Writing this, I think of Rhys' reaction. He will laugh, I am sure. Like when I told him the tarot card reader I saw last year predicted that I would meet him. Magnetic soul connection? Please. I'm pretty positive this will not jive with his rational existential ideology. But I will sit back, resist the urge to defend my hippy tendencies and keep mum. It is what it is. I can certainly agree with the existentialists on that one. Whatever this phenomenon is, it reminds me that of all the beautiful things to be witnessed in this life, the best of those will defy all logic.
Tuesday, August 3, 2010
Ladybugs
I have been trying for days to formulate a blog entry on the topic everyone loves to talk about: sex. But every angle I tried to come in from came out wrong. Chalk it up to my considerable dry spell (who would have guessed a Lusty would subject herself to such undue torment) or the fact that I am bombarded with the sexual proclivities of others at work. Either way, despite being in such a hyper-sexual environment all the time, I can't seem to formulate a worthwhile discussion about sex in the sex industry. In the mean time I write about the things I can't seem to stop talking about.

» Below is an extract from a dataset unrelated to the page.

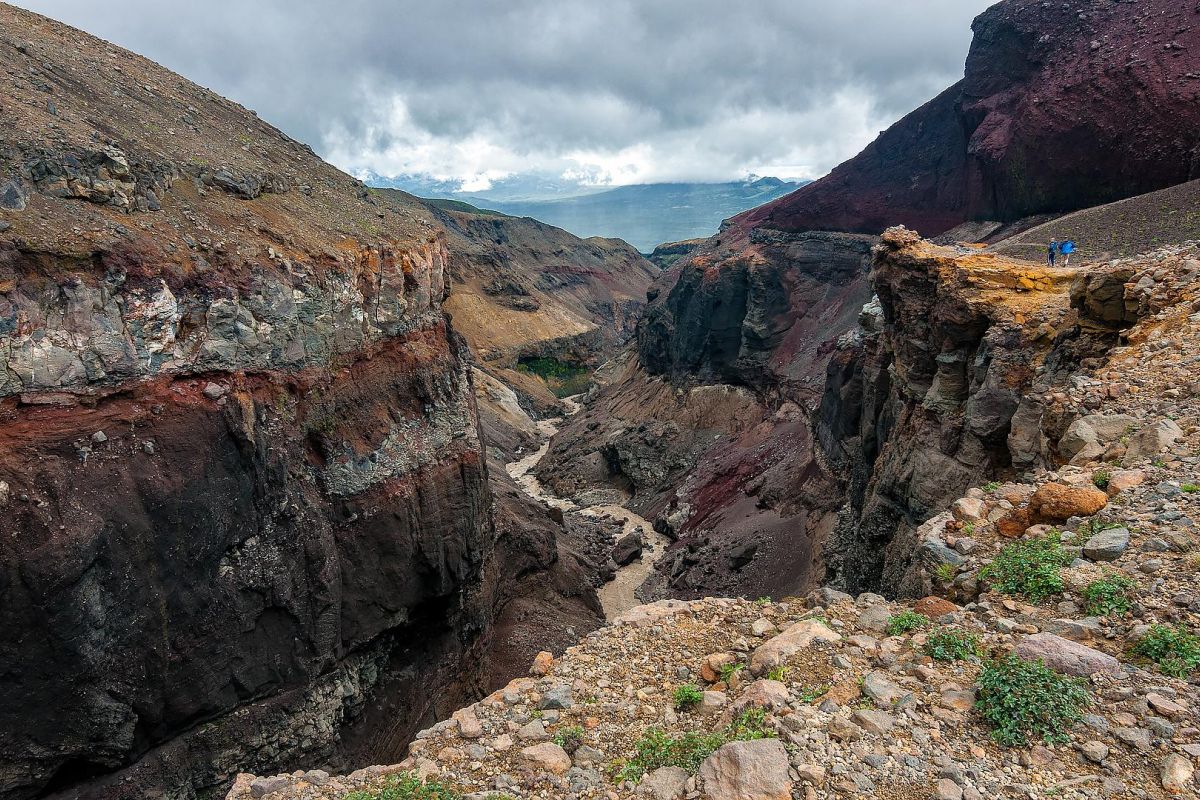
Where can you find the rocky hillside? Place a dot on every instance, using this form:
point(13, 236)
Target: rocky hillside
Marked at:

Lately the dressing room of the Lusty Lady is abuzz with summer romance. If it's not a booth book entry (our collective journal, kept in Private Pleasures) about some Lusty-on-Lusty romance it's one of the ladies in the dressing room, nervously preparing for a date with her newest love interest. This comes as no surprise to me now. How could these beautiful, intelligent, fierce and sexy women not have a million people knocking down their doors for dates? But I didn't always imagine the love life of a stripper to be quite so active. When I started working at the Lusty Lady two months ago I couldn't help but question how my new line of work would affect my love life. At this point I had adopted what I saw as a necessarily apathetic view on relationships. It seemed to me that the more I thought about or wanted someone special in my life, the further my path would stray from it. So I stopped giving a shit about meeting someone. Furthermore, it seemed silly to make an important decision based on the opinion of someone I hadn't even met yet. I decided that my life could not be lived in fear of what someone, someday might think of my decisions. When any one of my friends asked about the impact the choice might have on potential dating partners, as many have, I would tell them that it was a choice made for me and anyone who couldn't accept it ultimately wouldn't be able to accept all of me. Maybe this sounds selfish but I stand by this logic. I have seen the consequences of living one's life for someone else. I've seen more than one girl from my high school graduating class flee her out-of-state college to be with her boyfriend back home or alienate her friends to devote herself to him. Maybe I am wrong, but I think the stakes are higher for women. We live in a world that encourages us to be good wives, girlfriends, caretakers. Not that these roles are bad ones but they threaten to be when they become our only roles. My stance may seem stubborn but I think a less stubborn outlook would have much larger implications for my life than are apparent at the moment.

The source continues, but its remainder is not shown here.